The report also cited recent debt defaults. The PBOC will actively improve the construction of the bond market management system, promote the uniformity of corporate credit bond information disclosure standards, adhere to the principles of marketization and rule of law, and fine-tune bond default risk prevention and handling mechanisms, the central bank said in its report.
Worsening Improbable
The trend of credit risk migration to local state-owned and high-level enterprises will continue in future, stated Feng Lin, a senior analyst at the research and development department of Golden Credit Rating, adding the statement by the regulator shows that the pace of credit contraction will moderate, with a great deterioration in fundamentals unlikely. Default risk on the bond market should thus not be a matter of grave concern next year, Feng predicted.
The report also proposed actively and steadily advancing the opening of the bond market, integrating market entry channels, optimizing entry procedures, and offering a friendlier and more convenient environment for foreign investors.

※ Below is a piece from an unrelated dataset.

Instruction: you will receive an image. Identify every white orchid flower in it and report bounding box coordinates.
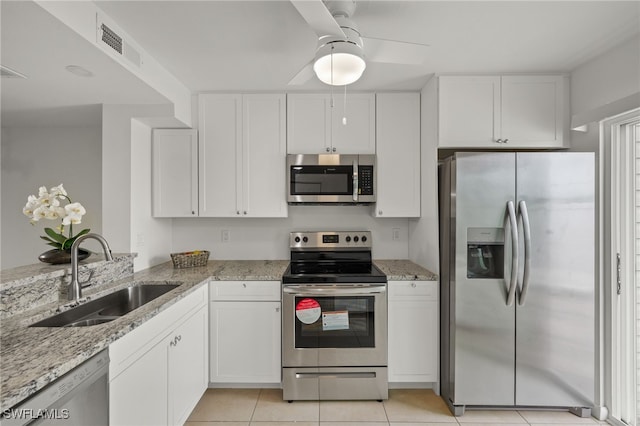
[50,184,67,200]
[32,206,49,222]
[62,203,87,225]
[45,206,65,220]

The exchange rate of China’s yuan has entered a rapid appreciation track since the end of May, gaining about 6,000 basis points in one half year. The central bank’s currency report stated that the reform of the foreign exchange rate formation mechanism will continue to hew to a marketization orientation, idealize the allocation of financial resources, enhance exchange rate flexibility, heed guidance on expectations, and achieve a stable yuan exchange rate at a reasonable level of balance under the framework of a general equilibrium.
Addressing how the rising exchange has brought new challenges to company forex hedging, the report stressed the central bank will drive the growth of the market, steer firms in managing rate risks via forex derivatives, guide financial institutions provision of exchange rate risk management services for importers and exporters based on actual needs, steadily pushing yuan convertibility under capital account and improving policy and infrastructure for cross-border use of the Chinese currency, while increasing the ease of use of the redback in cross-border trade and investment.